Former Iraqi Insurgent Fighter Lied About Identity, Got Through U.S. ‘Extreme’ Vetting Process.
Federal lawmakers are investigating how a former Iraqi insurgent fighter was able to lie about his identity and still get through America’s ‘extreme’ vetting process.
Fox News reports:
“The Senate Homeland Security and Governmental Affairs Committee has asked Attorney General Jeff Sessions to find out why the terror suspect’s pending arrest was allegedly spiked just over a week before the election. Trump had run on a tough-on-terror platform and had been critical of President Obama’s refugee policy.
“When [Joint Terrorism Task Force] and the U.S. Attorney’s office for the Western District of Texas sought to prosecute this refugee, the local law enforcement and prosecutors allegedly ‘met resistance’ from officials within the National Security Division’s Counter Terrorism section in Washington DC,” Committee chairman Ron Johnson, R-Wis., said in a March 6 letter to U.S. Attorney General Jeff Sessions.”
“The ‘resistance’ allegedly occurred a few weeks before the 2016 election, and local authorities believed the lack of progress in this case was handled inadequately,” Johnson wrote.
The suspect is an Iraqi man who had entered the U.S. under a false name.

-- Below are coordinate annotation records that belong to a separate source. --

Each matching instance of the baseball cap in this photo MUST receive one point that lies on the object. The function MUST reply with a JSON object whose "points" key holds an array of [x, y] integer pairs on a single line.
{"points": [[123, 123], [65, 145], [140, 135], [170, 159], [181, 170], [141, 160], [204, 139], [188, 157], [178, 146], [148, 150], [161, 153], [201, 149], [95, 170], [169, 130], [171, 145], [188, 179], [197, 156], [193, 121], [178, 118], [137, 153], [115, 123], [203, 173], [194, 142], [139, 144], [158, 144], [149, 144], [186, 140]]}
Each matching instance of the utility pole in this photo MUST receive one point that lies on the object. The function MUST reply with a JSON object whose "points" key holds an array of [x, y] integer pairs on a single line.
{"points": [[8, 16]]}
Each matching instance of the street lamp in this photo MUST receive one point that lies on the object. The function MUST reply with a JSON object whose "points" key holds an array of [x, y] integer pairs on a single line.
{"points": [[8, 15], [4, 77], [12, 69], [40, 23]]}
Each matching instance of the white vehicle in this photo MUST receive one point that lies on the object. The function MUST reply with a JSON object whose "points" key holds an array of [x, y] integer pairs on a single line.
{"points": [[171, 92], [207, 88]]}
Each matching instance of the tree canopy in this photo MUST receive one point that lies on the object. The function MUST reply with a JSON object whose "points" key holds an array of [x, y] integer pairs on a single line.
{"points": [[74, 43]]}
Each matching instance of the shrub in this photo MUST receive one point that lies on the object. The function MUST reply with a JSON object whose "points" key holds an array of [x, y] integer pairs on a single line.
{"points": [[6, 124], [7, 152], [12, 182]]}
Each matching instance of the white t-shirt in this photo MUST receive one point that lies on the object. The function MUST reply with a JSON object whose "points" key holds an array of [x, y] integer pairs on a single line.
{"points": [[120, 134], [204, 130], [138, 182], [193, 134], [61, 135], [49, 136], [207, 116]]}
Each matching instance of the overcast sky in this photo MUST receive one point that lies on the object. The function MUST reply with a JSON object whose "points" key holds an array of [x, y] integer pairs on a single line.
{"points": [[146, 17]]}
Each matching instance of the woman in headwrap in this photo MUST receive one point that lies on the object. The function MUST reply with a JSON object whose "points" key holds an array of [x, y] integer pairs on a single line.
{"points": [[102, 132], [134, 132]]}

His real name was not released.
Fox News has also learned the JTTF confirmed through U.S. Special Forces who encountered the suspect during operations that he claimed to have participated in attacks against American troops as an insurgent.
At some point, the Iraqi entered the U.S. through the refugee program. His activities in the U.S. triggered an investigation by JTTF members, who planned to charge him with visa fraud while they investigated possible further charges.
Sources say the case demonstrates the challenge of vetting people with little documented history in countries where there’s no paper trail.